Lacoste had questions only the former Chief could answer. Sometimes procedural issues, but often questions that were more complex and human. About uncertainties, about insecurities. About her fears.
Gamache listened and sometimes talked about his own experiences. Reassuring her that what she felt was natural, and normal, and healthy. He’d felt all those things almost every day of his career. Not that he was a fraud, but that he was afraid. When the phone rang, or there was a knock on the door, he worried there would be a life-and-death issue he could not resolve.
“I have a new trainee, patron,” Isabelle had told him over their lunch at Le Paris earlier in the week.
“Ah, oui?”
“A young agent just out of the academy. Adam Cohen. I think you know him.”

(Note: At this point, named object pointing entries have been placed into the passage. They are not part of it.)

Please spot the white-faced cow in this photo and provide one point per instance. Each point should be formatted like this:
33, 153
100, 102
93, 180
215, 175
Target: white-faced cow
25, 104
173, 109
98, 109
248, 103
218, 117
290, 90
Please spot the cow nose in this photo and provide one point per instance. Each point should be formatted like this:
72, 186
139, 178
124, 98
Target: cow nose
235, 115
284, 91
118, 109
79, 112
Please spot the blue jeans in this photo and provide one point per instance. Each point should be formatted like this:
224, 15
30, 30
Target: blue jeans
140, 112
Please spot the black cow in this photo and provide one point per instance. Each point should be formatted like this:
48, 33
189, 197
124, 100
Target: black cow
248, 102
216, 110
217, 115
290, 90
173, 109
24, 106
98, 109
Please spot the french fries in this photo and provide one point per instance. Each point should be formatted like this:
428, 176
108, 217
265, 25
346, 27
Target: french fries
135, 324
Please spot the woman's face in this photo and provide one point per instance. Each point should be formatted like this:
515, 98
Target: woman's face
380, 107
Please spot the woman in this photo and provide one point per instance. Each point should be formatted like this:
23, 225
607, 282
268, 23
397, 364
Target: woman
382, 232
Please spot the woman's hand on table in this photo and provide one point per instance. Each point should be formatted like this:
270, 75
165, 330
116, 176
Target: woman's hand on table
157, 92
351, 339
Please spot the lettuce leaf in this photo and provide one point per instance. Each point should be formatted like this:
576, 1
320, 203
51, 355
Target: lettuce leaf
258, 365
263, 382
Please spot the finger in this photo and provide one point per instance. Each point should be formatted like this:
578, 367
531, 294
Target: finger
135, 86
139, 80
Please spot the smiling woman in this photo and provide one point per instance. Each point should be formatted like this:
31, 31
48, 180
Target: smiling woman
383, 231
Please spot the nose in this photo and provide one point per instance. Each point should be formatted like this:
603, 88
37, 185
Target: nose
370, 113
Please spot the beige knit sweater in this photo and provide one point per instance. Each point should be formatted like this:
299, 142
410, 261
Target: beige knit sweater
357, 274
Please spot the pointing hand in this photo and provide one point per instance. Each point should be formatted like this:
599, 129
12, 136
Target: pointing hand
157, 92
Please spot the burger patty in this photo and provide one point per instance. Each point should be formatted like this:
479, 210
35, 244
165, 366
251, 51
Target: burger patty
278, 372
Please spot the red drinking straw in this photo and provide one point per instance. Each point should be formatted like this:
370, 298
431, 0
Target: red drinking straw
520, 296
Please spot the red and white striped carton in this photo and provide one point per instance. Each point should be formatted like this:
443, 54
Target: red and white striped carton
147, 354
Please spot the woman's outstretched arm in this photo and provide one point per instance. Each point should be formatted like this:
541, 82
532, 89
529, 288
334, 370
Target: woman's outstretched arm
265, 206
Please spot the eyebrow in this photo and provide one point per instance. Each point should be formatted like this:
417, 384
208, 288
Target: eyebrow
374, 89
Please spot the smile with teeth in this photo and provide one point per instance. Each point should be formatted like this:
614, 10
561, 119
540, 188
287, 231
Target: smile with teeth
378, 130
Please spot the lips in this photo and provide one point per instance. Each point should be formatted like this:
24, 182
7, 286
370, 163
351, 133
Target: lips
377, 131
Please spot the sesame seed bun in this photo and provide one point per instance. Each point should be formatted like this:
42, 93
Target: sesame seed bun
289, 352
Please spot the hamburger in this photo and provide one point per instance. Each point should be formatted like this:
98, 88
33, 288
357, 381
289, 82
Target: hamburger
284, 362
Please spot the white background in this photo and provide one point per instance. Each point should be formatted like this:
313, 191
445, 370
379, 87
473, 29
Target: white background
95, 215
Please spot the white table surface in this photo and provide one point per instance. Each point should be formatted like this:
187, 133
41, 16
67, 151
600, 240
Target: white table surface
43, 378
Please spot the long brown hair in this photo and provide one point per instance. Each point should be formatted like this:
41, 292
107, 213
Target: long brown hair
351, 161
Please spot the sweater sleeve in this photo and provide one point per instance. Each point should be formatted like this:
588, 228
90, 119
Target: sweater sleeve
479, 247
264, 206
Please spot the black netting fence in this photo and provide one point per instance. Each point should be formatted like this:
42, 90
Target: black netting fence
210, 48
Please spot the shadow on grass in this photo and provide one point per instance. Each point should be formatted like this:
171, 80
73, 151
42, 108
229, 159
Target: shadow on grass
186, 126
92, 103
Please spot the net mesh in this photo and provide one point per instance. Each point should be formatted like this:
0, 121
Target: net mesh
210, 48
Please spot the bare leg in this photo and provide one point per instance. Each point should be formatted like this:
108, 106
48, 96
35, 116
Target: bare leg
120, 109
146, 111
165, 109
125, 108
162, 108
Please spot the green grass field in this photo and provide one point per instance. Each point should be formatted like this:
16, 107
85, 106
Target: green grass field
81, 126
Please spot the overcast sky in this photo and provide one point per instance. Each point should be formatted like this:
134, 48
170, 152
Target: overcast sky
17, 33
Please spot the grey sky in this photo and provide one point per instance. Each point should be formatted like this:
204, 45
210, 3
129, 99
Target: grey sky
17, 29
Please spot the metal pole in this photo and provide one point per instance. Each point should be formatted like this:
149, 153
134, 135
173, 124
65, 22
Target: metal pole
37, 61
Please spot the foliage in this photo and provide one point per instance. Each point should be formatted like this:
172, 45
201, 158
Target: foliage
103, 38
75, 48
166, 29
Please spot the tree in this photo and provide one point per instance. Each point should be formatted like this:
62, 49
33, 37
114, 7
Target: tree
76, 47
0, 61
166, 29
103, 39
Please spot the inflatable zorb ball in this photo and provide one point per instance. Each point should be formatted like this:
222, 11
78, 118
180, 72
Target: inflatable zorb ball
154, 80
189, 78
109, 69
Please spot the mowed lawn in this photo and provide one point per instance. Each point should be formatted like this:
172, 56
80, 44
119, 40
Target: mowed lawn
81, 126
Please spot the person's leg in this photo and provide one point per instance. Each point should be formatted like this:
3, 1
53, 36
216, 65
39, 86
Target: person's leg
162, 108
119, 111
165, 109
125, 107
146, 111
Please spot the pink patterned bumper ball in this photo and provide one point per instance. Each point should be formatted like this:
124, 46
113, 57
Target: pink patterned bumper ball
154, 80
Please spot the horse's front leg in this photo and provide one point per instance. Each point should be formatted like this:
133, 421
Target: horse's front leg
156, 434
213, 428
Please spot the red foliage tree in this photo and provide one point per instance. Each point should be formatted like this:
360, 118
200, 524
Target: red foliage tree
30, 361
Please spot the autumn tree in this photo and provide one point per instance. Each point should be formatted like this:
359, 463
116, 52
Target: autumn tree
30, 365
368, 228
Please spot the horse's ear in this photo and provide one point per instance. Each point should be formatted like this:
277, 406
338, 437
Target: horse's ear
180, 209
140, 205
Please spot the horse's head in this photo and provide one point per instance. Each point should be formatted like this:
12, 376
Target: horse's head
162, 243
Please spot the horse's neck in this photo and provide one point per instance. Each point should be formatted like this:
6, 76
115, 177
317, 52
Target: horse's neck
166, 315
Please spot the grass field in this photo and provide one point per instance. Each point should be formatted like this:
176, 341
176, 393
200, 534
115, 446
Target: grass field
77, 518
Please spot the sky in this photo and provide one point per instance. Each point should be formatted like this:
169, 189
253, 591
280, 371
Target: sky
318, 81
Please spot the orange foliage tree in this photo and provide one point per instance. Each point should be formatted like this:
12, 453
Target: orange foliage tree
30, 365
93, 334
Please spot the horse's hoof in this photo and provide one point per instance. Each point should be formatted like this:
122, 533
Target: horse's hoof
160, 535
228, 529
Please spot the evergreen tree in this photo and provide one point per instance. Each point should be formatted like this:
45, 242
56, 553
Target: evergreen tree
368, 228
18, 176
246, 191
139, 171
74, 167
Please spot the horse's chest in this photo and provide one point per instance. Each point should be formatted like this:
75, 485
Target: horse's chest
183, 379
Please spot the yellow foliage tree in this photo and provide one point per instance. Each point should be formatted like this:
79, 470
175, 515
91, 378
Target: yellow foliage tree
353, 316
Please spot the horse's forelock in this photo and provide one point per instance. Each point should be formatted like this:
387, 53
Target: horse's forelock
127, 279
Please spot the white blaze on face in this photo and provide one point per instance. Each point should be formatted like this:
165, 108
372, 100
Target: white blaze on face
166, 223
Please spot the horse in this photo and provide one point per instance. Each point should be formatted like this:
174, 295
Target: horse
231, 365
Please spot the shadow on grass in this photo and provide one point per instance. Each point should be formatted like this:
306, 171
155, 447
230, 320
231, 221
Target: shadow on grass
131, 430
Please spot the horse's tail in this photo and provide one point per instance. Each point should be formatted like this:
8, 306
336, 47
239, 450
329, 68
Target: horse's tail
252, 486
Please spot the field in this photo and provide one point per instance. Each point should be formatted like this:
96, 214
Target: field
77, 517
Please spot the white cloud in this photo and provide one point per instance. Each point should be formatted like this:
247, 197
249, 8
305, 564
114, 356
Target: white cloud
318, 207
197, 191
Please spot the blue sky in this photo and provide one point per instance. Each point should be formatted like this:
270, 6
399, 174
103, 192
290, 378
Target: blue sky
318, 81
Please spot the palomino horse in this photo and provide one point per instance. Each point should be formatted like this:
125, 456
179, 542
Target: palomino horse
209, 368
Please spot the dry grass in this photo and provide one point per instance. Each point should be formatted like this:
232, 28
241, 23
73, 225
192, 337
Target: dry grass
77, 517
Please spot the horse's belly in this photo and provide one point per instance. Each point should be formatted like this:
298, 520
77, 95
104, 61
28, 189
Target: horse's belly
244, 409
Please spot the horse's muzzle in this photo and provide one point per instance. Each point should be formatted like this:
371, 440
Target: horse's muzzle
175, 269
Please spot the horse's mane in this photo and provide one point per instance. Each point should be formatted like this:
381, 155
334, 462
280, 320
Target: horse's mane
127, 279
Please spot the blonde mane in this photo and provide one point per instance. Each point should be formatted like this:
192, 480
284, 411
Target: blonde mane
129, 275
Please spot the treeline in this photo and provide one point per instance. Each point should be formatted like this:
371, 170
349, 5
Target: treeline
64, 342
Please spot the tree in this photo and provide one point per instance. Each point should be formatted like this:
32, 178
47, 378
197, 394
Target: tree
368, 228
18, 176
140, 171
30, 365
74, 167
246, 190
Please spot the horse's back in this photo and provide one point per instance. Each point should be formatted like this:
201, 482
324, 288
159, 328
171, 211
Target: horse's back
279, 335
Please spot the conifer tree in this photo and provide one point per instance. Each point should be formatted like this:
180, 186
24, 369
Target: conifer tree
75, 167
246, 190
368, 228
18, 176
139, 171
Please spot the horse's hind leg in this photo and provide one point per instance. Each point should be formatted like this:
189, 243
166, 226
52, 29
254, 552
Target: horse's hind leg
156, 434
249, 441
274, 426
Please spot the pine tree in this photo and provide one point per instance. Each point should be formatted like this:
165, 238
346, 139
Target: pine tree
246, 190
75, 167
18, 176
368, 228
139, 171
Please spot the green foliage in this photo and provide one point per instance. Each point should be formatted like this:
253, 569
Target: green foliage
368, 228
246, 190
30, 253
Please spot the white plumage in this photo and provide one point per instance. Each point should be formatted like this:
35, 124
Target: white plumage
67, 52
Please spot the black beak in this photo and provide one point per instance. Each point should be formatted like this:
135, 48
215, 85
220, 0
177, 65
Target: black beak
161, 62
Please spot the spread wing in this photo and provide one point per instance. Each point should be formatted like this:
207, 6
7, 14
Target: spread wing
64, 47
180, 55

The Chief had smiled. “Merci, Isabelle.”
Young Monsieur Cohen had flunked out on his first try and had taken a job as a guard at a penitentiary. Gamache had met Cohen months ago, when almost everyone else was attacking the Chief. Professionally. Personally. And finally, physically. But Adam Cohen had stood beside him. Hadn’t run away, despite having every reason to. Including to save his own skin.
The Chief hadn’t forgotten. And when the crisis had passed, Gamache had approached the head of the Sûreté academy and asked that Cohen be given a rare second chance. And then he’d tutored the young man, guided him. Encouraged him. And had stood at the back of the hall, during graduation, and applauded him.
Gamache had asked Isabelle to take Cohen on. To, essentially, take him under her wing. He could not imagine a better mentor for the young man.
“Agent Cohen started this morning,” said Lacoste, taking a forkful of quinoa, feta, and pomegranate salad. “I called him into the office and told him that there were four statements that lead to wisdom. I said I was only going to recite them once, and he could do with them as he wished.”
Armand Gamache lowered his fork to his plate and listened.
“I don’t know. I was wrong. I’m sorry.” Lacoste recited them slowly, lifting a finger to count them off.
“I need help,” the Chief said, completing the statements. The ones he’d taught young Agent Lacoste many years ago. The ones he’d recited to all his new agents.
And now, sitting at home in Three Pines, he said, “I need your help, Jean-Guy.”
Beauvoir grew still, alert, and gave a curt nod.
“Clara came to see me this morning. She has a…” Gamache searched for the word. “Puzzle.”
Beauvoir leaned forward.
* * *
Clara and Myrna sat side by side in the large wooden Adirondack chairs in Clara’s back garden. The crickets and frogs were singing and every now and then the women heard rustles in the dark woods.
Below that sound, beyond that sound, the Rivière Bella Bella burbled its way from the mountains, past the village, and out the other side. Heading home, but in no big hurry.
“I’ve been patient,” said Myrna. “Now you need to tell me what’s wrong.”
Even in the dark, Myrna knew the expression on Clara’s face as her friend turned to her.
“Patient?” asked Clara. “It’s been an hour since the party broke up.”
“Okay, ‘patient’ might be the wrong word. I’ve been worried. And it’s not just since dinner. Why have you been sitting with Armand every morning? And what happened today between you? You practically ran away from him.”
“You noticed?”
“For God’s sake, Clara, the bench is on top of the hill out of Three Pines. You might as well have been sitting on a neon sign.”
“I wasn’t trying to hide.”
“Then you succeeded.” Myrna softened her voice. “Can you tell me?”
“Can you guess?”
Myrna turned her entire body until she was facing her companion.
Clara still had paint in her wild hair, not the speckles that come from painting a wall or ceiling. These were streaks of ochre and cadmium yellow. And a fingerprint of burnt sienna on her neck, like a bruise.
Clara Morrow painted portraits. And in the process, she often painted herself.